L’erreur des cartésiens est de prêter à l’infini les propriétés du fini (nombrable, mesurable) : par ex., après avoir conçu la ligne comme composée de points, il la juge indivisible à l’infini. Or, la ligne n’est pas plus composée de points que la substance étendue peut être dite composées de corps (réellement distincts).
Chez Spinoza, les caractères indivisible, infini et continu de toute substance sont indissociables : ainsi, la négation du vide par Spinoza est-elle fondée sur cette continuité et indivisibilité fondamentales. C’est pourquoi Spinoza critique implicitement Descartes qui n’admet pas non plus le vide tout en affirmant en même temps la divisibilité de la substance étendue (position contradictoire pour Spinoza).

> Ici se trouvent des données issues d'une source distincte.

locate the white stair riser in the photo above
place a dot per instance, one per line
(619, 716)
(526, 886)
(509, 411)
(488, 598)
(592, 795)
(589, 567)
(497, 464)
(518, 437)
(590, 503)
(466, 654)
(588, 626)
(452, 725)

Distinction de Guéroult (219) : Dieu est constitué d’une infinité d’attributs et non pas composé d’attributs ; car toute composition est composée de parties, toute partie est finie ; les attributs ne sont pas des parties (finies) de Dieu mais des « constituants » infinis.
L’essentiel de la Lettre XII consiste à dénoncer les manières d’expliquer l’infini par le fini : « l’infini se conclut de la multitude des parties ».
De cette racine commune découlent deux erreurs :
– nier l’indivisibilité de la substance et affirmer par là qu’elle est finie
– nier la divisibilité infinie des modes, et affirmer par là que leur multitude est finie
Spinoza veut prouver au contraire que nul Infini ne se conclut de ses parties, « c’est-à-dire que le discontinu est une fiction » (Guéroult, 510). La continuité est divisibilité infinie.
L’affirmation simultanée de l’infini et du divisible est illégitime dans le cas de la substance ; elle est toutefois légitime dans le cas des modes, parce qu’il ne s’agit pas alors d’une divisibilité en parties réellement séparées (ou discontinues), mais de la divisibilité infinie du continu (divisibilité modale et non réelle/substantielle).
La divisibilité et la finitude des modes doivent être pensés à partir de l’indivisibilité et de l’infinité de la substance.
Cette réflexion sur l’infini se développe en une critique des prétentions du nombre : nombre, mesure et temps sont des fictions.
– des produits de l’imagination, des « êtres de raison » ou plutôt d’imagination.
– Des néants de connaissance (comme tels ni vrais ni faux)
– Des auxiliaires de l’imagination (et non des instruments de l’entendement)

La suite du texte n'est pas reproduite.